FMCG are products that sell quickly at relatively low cost. These goods are also called consumer packaged goods.
FMCG have a short shelf life because of high consumer demand (e.g., soft drinks and confections) or because they are perishable (e.g., meat, dairy products, and baked goods). These goods are purchased frequently, are consumed rapidly, are priced low, and are sold in large quantities. They also have a high turnover when they're on the shelf at the store.
Consumer goods are products purchased for consumption by the average consumer. They are divided into three different categories: durable goods, nondurable goods, and services. Durable goods have a shelf life of three years or more while nondurable goods have a shelf life of less than one year. Fast-moving consumer goods are the largest segment of consumer goods. They fall into the nondurable category, as they are consumed immediately and have a short shelf life.

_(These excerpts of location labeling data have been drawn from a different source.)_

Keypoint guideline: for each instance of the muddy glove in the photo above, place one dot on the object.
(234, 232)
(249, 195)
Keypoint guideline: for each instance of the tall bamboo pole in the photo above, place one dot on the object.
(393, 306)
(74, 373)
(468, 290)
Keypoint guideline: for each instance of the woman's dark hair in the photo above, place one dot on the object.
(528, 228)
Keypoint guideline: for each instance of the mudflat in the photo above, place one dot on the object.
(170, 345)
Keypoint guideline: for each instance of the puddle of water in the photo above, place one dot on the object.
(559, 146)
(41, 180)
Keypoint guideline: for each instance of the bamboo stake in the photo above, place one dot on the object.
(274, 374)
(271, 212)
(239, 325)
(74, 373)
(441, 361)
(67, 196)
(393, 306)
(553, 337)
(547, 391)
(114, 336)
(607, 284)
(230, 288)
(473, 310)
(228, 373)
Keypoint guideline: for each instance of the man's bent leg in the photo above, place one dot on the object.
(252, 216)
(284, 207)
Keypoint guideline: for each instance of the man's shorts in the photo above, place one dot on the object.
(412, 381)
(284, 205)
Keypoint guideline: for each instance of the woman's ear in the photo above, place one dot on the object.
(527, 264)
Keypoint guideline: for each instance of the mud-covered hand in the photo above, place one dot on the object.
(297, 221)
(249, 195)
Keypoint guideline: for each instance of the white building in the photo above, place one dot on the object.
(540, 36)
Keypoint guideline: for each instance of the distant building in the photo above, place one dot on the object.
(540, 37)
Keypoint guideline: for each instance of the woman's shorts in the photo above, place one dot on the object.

Nearly everyone in the world uses fast-moving consumer goods (FMCG) every day. They are the small-scale consumer purchases we make at the produce stand, grocery store, supermarket, and warehouse outlet. Examples include milk, gum, fruit and vegetables, toilet paper, soda, beer, and over-the-counter drugs like aspirin.
FMCGs account for more than half of all consumer spending, but they tend to be low-involvement purchases. Consumers are more likely to show off a durable good such as a new car or beautifully designed smartphone than a new energy drink they picked up for $2.50 at the convenience store.

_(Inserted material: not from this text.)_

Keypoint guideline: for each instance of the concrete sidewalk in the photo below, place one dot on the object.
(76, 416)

As mentioned above, fast-moving consumer goods are nondurable goods, or goods that have a short lifespan, and are consumed at a fast pace.
FMCGs can be divided into several different categories, including:
Because fast-moving consumer goods have such a high turnover rate, the market is not only very large, it is also very competitive. Some of the world's largest companies compete for market share in this industry including Tyson Foods, Coca-Cola, Unilever, Procter & Gamble, Nestlé, PepsiCo, and Danone. Companies like these need to focus their efforts on marketing fast-moving consumer goods to entice and attract consumers to buy their products.
That's why packaging is a very important factor in the production process. The logistics and distribution systems often require secondary and tertiary packaging to maximize efficiency. The unit pack or primary package is critical for product protection and shelf life, and also provides information and sales incentives to consumers.
FMCGs are sold in large quantities, so they are considered a reliable source of revenue. This high volume of sales also offsets the low profit margins on individual sales as well.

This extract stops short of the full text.